To return to our original point, we pray that we won't need any of these services except for the Maternity Unit . . .

Questions Concerning Halocho and Medicine

When we say that a hospital keeps halocho, we usually mean Shabbos, kashrus, tznius and the like. Maayanei Hayeshua is much more than that says Rav Hoffner, hospital rabbi. What is unique is that even the smallest things are done according to halocho, and the entire staff is subject to the Vaad Hahalochoh.

Rav Hoffner notes that Maayanei Hayeshua has become the world center for questions concerning halocho and medicine. Topics include the treatment of terminally ill and dying patients, Shabbos and medicine, gynecology and others.
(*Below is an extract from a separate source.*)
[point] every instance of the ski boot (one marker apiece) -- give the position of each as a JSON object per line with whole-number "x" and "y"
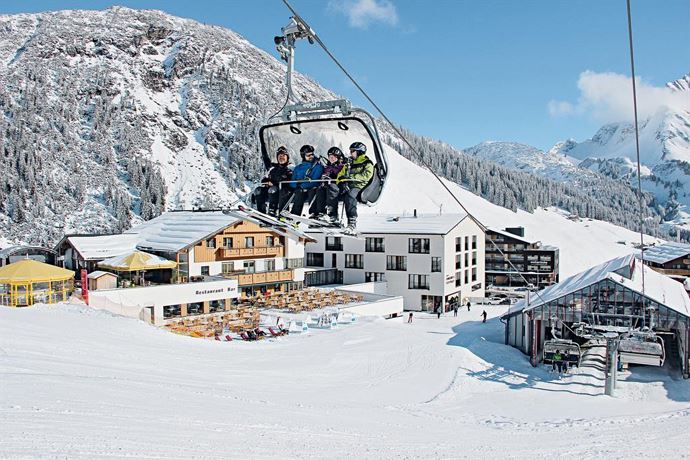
{"x": 351, "y": 228}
Dr. Menachem Breyer, the deputy medical director who is known for his public battles against euthanasia of the terminally ill, adds: "Maayanei Hayeshua is the only place where so much value is put into the kedushoh of life. Not one week goes by without such a case; for example, a hospital refusing to resuscitate a terminally-ill patient or to "waste" expensive treatments on the elderly."

Families who find themselves in fierce battles over the right of an elderly family member to receive appropriate treatment, soon discover where to turn. "Old people leave other hospitals and are admitted here. Both because of the way we value the kedushoh of life and also because of the way we act towards the elderly. This attitude also manifests itself in the way we treat babies with deformities and birth disorders.

"Sometimes the halocho decides that not doing anything actively is preferential, even if the doctor thinks otherwise. Each case is decided individually by poskei halocho and the facts with which we provide them. This is the greatness of Maayanei Hayeshua."